Mostafa et al. reported manifestation of hyperandrogenism in 70% of PCOS women [5]. Mostafa et al. in another study reported excess ovarian androgen in 50% of PCOS women and excess adrenal androgen (detected by DHEAs) in 30% of PCOS women [12].
Mostafa et al. suggested measurement of free and total testosterone to detect the ovarian source of hyperandrogenism and measurement of DHEAs to detect the adrenal source of hyperandrogenism in PCOS women [12].
In addition, Azziz et al. reported excess adrenal androgen (detected by elevated DHEA-s) in 20-30% of PCOS women [13].
This study concluded that testosterone (both total and free) and androstenedione were the main elevated androgens and were diagnostic for excess ovarian androgen in the studied PCOS women, while DHEA was not elevated and/or diagnostic for excess ovarian androgen in the studied PCOS women.
To the best of our knowledge, this is the first prospective multicentre study conducted to determine the androgens elevated and diagnostic for PCOS. Women lost during follow-up and women who refused to participate in this study were the limitations faced during the conduction of this study.
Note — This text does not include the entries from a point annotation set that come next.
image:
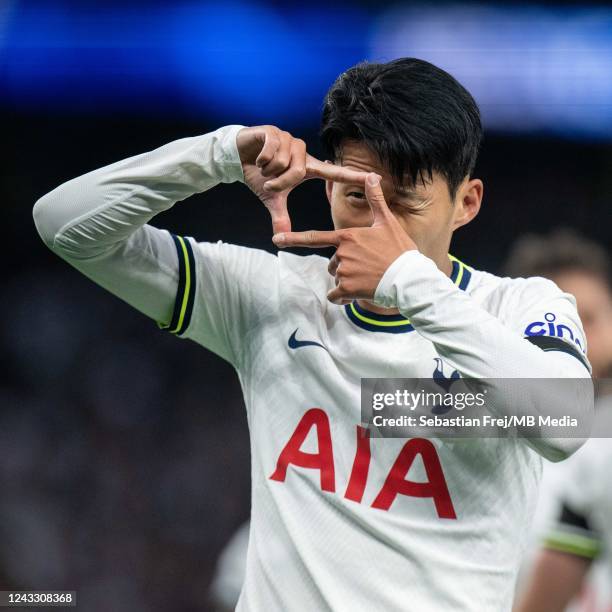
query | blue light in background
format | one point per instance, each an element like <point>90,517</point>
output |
<point>531,69</point>
<point>240,62</point>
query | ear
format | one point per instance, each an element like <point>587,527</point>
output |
<point>467,202</point>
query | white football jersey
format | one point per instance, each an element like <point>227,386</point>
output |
<point>583,525</point>
<point>340,520</point>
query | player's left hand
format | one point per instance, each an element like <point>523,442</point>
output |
<point>363,254</point>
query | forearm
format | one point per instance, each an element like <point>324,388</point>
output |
<point>90,215</point>
<point>98,221</point>
<point>481,347</point>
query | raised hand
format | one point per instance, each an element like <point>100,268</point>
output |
<point>363,254</point>
<point>274,163</point>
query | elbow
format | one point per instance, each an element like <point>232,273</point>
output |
<point>43,220</point>
<point>559,449</point>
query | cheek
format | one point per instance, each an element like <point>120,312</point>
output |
<point>344,215</point>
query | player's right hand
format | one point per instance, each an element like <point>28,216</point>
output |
<point>274,163</point>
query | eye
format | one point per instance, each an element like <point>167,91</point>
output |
<point>356,194</point>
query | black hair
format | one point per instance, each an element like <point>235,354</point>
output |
<point>562,250</point>
<point>415,116</point>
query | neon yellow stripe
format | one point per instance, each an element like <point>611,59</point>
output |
<point>376,322</point>
<point>187,286</point>
<point>574,544</point>
<point>453,258</point>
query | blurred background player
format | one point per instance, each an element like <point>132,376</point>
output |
<point>577,570</point>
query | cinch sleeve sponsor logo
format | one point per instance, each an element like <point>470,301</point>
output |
<point>550,327</point>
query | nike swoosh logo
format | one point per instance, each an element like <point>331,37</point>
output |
<point>295,343</point>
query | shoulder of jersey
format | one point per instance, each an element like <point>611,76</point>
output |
<point>307,271</point>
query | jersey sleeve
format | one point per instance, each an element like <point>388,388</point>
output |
<point>490,345</point>
<point>224,293</point>
<point>548,318</point>
<point>215,294</point>
<point>575,530</point>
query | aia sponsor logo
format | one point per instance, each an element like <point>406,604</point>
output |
<point>292,458</point>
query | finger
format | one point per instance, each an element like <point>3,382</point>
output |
<point>270,146</point>
<point>333,265</point>
<point>311,238</point>
<point>281,222</point>
<point>332,172</point>
<point>376,198</point>
<point>296,172</point>
<point>282,157</point>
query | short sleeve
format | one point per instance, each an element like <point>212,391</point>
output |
<point>224,294</point>
<point>576,531</point>
<point>547,317</point>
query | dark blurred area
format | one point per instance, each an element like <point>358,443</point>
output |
<point>124,451</point>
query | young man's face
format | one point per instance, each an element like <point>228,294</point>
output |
<point>425,212</point>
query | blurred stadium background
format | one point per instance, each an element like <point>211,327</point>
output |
<point>124,460</point>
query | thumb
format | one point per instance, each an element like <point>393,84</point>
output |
<point>375,197</point>
<point>280,216</point>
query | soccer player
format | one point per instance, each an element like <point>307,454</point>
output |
<point>360,523</point>
<point>577,552</point>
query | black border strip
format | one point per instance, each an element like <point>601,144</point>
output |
<point>547,343</point>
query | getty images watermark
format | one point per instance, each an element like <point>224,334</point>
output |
<point>473,408</point>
Larger studies are needed to confirm the androgens elevated and diagnostic for PCOS.

Conclusions

Testosterone (both total and free testosterone) and androstenedione were the main elevated androgens and were diagnostic for excess ovarian androgen in the studied PCOS women, while DHEA was not elevated and/or diagnostic for excess ovarian androgen in the studied PCOS women.

Acknowledgments

Authors are grateful for the women who agreed and gave consent to be included in this study.

Disclosure

The authors report no conflict of interest.